De plus, le labour, qui est une pratique essentielle uniquement dans le cas des productions de culture arable, détruit petit à petit les réserves de carbone dans le sol en l'exposant à l'oxygène qui convertit rapidement la matière organique du sol en dioxyde de carbone rejeté dans l'atmosphère. "Les pratiques agricoles modernes ont dégradé la capital naturel des sols, ce qui a de profondes implications dans la perte des fournitures des services écosystémiques; cela comprend la réduction de la stabilité structurelle, de la capacité de stockage de l'eau et des nutriments, et une diminution de la régulation de la minéralisation de l'azote et de son approvisionnement vers les plantes" explique l'article.
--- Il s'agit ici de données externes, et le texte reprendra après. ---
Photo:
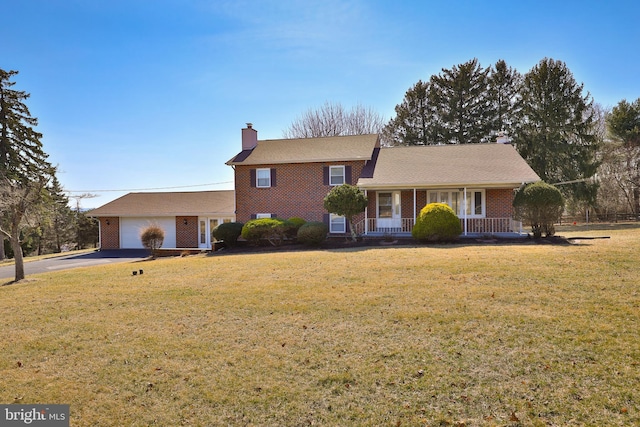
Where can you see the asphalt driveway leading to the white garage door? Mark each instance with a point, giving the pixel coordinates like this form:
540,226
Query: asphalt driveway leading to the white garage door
66,262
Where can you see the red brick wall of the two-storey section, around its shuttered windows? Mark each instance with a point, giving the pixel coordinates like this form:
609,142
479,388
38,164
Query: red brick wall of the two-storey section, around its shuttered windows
299,190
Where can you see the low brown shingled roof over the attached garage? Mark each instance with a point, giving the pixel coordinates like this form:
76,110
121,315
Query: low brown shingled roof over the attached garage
169,204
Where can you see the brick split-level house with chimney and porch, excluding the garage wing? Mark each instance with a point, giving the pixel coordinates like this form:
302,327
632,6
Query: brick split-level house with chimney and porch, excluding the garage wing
290,177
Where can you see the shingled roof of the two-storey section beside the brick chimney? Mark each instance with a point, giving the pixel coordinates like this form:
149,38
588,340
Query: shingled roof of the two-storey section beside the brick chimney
308,150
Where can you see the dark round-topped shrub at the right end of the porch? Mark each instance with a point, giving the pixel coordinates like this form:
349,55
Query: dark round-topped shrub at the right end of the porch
540,205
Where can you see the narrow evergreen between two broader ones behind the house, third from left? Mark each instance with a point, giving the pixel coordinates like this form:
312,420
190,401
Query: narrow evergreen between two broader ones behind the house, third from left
503,91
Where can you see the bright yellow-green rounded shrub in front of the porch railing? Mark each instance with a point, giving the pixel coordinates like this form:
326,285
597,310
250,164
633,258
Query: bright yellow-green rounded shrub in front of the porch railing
437,222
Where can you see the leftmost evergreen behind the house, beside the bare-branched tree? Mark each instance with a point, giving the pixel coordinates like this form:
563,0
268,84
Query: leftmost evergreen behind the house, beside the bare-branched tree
415,122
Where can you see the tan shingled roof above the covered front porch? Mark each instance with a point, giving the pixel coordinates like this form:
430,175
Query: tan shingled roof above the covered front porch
442,166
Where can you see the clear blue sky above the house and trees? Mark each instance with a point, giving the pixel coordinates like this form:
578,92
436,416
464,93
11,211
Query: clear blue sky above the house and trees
146,94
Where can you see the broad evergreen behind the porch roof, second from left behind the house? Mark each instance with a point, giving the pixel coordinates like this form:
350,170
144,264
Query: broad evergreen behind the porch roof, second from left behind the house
461,100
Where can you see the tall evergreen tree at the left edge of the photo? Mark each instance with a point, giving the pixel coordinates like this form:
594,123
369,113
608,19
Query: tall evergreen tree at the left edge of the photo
24,169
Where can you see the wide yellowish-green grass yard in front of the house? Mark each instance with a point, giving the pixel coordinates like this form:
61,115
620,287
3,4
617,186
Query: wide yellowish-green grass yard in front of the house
451,335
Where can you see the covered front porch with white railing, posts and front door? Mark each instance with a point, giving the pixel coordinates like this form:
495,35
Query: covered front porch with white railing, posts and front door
482,211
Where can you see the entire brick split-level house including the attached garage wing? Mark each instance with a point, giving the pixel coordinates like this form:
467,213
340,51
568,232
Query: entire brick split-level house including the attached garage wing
287,178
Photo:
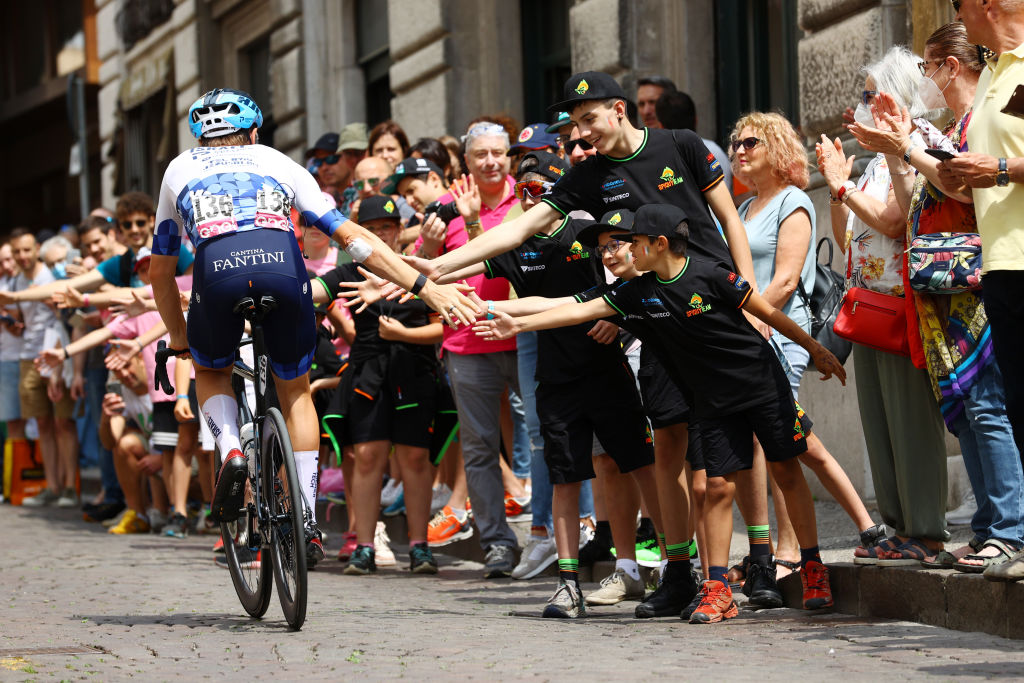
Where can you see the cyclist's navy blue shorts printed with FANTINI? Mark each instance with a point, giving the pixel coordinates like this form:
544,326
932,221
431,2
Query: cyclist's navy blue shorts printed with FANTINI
252,264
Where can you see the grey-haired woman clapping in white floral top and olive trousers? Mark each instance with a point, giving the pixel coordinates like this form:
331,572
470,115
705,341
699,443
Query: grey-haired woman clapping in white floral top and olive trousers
902,421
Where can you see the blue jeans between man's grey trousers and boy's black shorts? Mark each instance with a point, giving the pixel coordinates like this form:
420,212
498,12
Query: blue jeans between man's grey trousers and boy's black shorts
541,491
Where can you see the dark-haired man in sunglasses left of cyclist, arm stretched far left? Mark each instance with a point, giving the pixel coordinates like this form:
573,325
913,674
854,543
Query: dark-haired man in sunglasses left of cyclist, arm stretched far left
136,220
les jardiniers et agriculteurs biologiques disent depuis longtemps que les fertilisant organiques naturels "construisent le sol", en contraste avec les engrais chimiques qui fournissent de l'azote soluble qui disparait facilement du sol, avec comme effet secondaire de polluer les cours d'eau.

En appliquant des engrais artificiels les niveaux de carbone dans le sol peuvent encore diminuer en raison du manque de matière organique et réduire l'activité microbienne de ces sols....
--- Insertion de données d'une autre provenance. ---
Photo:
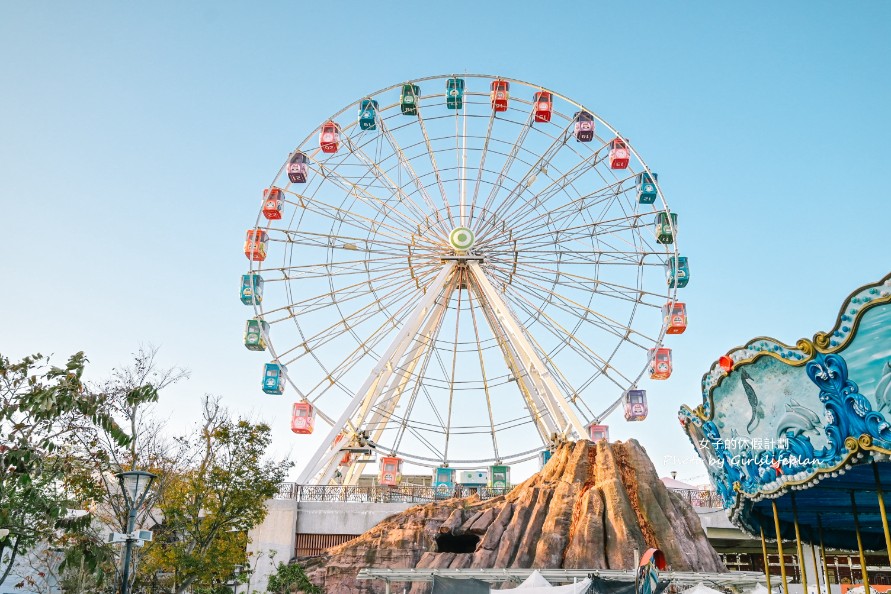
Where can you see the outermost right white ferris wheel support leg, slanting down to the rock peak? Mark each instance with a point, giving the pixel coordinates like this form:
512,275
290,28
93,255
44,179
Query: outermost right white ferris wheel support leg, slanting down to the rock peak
533,366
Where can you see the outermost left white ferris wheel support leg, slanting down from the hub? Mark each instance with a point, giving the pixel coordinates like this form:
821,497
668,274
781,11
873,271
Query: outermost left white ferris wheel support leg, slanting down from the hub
378,377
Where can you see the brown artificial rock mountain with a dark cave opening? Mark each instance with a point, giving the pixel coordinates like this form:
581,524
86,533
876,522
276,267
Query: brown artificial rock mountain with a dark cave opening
591,506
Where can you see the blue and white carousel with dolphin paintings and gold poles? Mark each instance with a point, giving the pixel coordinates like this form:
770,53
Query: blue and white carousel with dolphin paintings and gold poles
797,439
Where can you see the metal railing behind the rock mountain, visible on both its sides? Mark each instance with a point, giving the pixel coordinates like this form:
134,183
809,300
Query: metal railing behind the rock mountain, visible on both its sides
425,494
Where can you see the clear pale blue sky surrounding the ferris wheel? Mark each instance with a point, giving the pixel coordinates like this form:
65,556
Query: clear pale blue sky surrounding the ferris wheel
136,138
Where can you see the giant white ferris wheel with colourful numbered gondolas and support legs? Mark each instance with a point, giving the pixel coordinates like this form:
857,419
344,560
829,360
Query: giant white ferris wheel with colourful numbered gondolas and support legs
460,271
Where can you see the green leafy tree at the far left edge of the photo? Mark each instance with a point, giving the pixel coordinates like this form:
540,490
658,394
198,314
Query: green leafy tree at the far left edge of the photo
44,474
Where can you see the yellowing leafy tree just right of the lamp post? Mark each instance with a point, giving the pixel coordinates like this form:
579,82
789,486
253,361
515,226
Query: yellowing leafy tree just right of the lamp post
215,497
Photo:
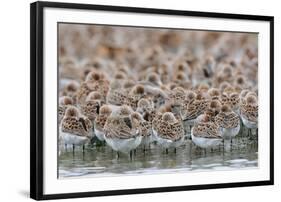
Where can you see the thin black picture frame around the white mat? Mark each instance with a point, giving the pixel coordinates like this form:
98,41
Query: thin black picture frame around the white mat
36,99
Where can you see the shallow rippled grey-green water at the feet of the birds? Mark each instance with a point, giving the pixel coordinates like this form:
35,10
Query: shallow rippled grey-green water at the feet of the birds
103,161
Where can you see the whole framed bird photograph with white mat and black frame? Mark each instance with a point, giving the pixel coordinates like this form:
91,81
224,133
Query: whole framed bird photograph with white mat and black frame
136,100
L'agriculture du Royaume Uni s'est engagée à essayer de réduire son empreinte carbone, un procédé qui peut avoir un immense impact sur la réalisation des objectifs nationaux étant donné que les sols sont potentiellement d'importants puits de carbone. Par exemple, juste 0.1% d'augmentation des niveaux de carbone dans les sols agricoles pourrait accroître la séquestration annuelle de carbone de 8.9 tonnes de CO2 par hectare !
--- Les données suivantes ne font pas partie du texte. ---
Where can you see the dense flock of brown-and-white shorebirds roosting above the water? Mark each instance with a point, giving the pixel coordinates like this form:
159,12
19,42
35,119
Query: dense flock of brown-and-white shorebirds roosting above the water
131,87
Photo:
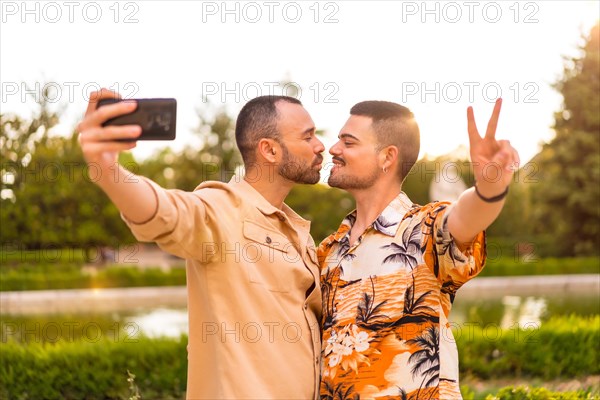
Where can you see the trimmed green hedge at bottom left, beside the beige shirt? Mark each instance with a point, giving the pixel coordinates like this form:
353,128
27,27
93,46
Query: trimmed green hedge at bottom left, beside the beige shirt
85,370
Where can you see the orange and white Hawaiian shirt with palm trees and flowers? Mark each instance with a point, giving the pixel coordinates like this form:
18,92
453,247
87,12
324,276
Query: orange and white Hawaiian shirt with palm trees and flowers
386,302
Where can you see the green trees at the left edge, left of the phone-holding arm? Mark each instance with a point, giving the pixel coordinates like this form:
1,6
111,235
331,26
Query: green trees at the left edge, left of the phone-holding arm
49,199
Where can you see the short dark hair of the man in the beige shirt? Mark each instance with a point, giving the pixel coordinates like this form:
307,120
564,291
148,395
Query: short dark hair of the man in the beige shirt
258,120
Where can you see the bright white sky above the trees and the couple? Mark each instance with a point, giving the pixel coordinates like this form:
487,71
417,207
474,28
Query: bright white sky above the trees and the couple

Qu'en est-il des pâturages ?

Le carbone du sol dans les graphiques ci-dessus ne concerne que les potagers et exploitations agricole. Or, ce n'est que la moitié de l'histoire...

Typiquement, une grande partie des pâturages des plaines du Royaume-Uni sont gérés en rotation avec les terres arables. 

Aussi, les pâturages permanents devraient avoir des niveaux de carbone encore plus élevés que ceux indiqués dans le graphique. De plus les paysages arables offrent moins d'agréments et de services environnementaux que les paysages pastoraux.

Le pâturage a le sol le moins compacté (plus de racines vivaces, de vers et autres habitants des sols), tout en ayant des niveaux d'azote semblables aux potagers. Cela les places nettement devant pour les cultures arables en terme de qualité de sol et tous les services environnementaux qui y sont associés (rétention d'eau, séquestration du CO2...).

En outre, ce qui élève encore son intérêt, est qu'il y a besoin de très peu d'intrants. Les potagers ont besoin de compost, de fumier et de beaucoup d'interventions humaines...

La faible productivité des pâturages permanents comparée aux potagers et jardins familiaux est comblée par ces intrants réduits en matériaux et en travail. Nous ne devons pas oublier l'aspect d'agrément du pâturage: marcher dans une campagne pastorale est infiniment plus agréable que de naviguer dans le désert sans âme d'un champ de blé.